= Murder of Anthony Joseph Dolff =

1993 murder in Canada

Anthony Joseph Dolff, was a farmer in Kamsack, Saskatchewan, Canada, who was killed in 1993. He was stabbed 17 times, hit on the head with a television, and strangled with a telephone cord. Three Saulteaux people, members of the Keeseekoose First Nation, were convicted of the crime. One, Jason Keshane, 14 years old at the time of the crime, confessed to the killing and as a juvenile was sentenced to two years in prison for second degree murder. His cousins, sisters Nerissa and Odelia Quewezance, 19 and 21 at the time, were sentenced to life in prison. Neither confessed and both have maintained their innocence at all times. Dolff had been a maintenance man at the residential school the two sisters attended. That night they reportedly drank a great deal of liquor and took prescription sleeping pills at Dolff's house, where he pestered them for sex. When he discovered that Odelia had taken money from his bedroom, a violent confrontation took place, in the course of which he was killed.

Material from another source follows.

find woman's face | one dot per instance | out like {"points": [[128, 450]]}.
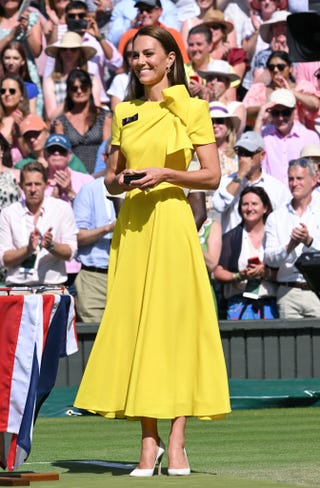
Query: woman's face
{"points": [[198, 48], [278, 67], [206, 4], [220, 129], [150, 61], [217, 33], [79, 92], [252, 208], [10, 93], [12, 61], [70, 56]]}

The sisters' convictions are considered by many people to be a miscarriage of justice. Keshane, maintains that his cousins were not involved in the killing. The two sisters asked for a lawyer when they were arrested but were interrogated for five days in RCMP custody without one. The Congress of Aboriginal Peoples has called for their exoneration and release, as has Innocence Canada. Two retired judges, Harry LaForme, the first indigenous lawyer to serve on an appellate court in Canada, and Juanita Westmoreland-Traoré, the first Black judge in Quebec, have also called for their release. David Milgaard, who was wrongfully convicted of rape and murder, also believes that they are innocent and has called for their release. In May 2022, Senators Kim Pate, Dawn Anderson, and Yvonne Boyer issued a report calling for the review of the cases of 12 indigenous women including the Quewezance sisters (designated in the report as "N.Q." and "O.Q.") and their exoneration. In June, 2022 Justice Minister David Lametti agreed to review their convictions.
In March 2023, Saskatchewan judge Donald Layh ordered the release on bail of the two Quewezance sisters.

The sisters' story was the topic of a 2020 APTN Investigates two-part documentary called A Life Sentence that introduced the case to the mainstream media. Investigative journalists Holly Moore and John Murray travelled to Keeseekoose First Nation where they tracked down Jason Keshane and he repeated his confession on camera.